Take for instance that sentence on which I
learned to type, (boy, did I just date myself, or what?). The quick brown fox
jumps over the lazy dog. We could also say: Muddy in color, the fleeting,
flying fox darted right and left before sailing over the snoring canine. The
first sentence utilizes as many keys on a typewriter as possible. The second
sentence tickles the tongue and paints rosy pictures. Both sentences say the
same, but it’s not so much what you say in writing as how you say it. Granted, without a strong plot, the story
won’t hold interest; but even with a strong plot, if your reader isn’t drawn
in, the story falls by the wayside.
Be honest, in the first sentence, what kind of picture did you see in
your mind as you read it? I saw a brown fox jump over a sleeping dog. In the
second sentence, I saw a brownish colored fox, darting hither and yon−possibly
shielding himself from view behind a boulder or tree, before stretching out to
his maximum length to sail over an unsuspecting dog, snoring away. Think
Roadrunner and the poor fox that constantly fell victim to his own antics.

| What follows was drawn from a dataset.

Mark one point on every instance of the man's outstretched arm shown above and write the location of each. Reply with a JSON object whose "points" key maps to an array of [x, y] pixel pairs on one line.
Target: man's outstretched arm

No
matter how that fox sneaked around, over and through, he never succeeded; but
the viewer didn’t mind. The entertainment was part of the journey.
Writing is a
journey. Revision is your road map, or GPS to the millennials.
1 comment:
I, too, puzzle over word choice and placement, trying to get the rhythm and pacing in tune with the story. Never easy but when we get it right, it sings.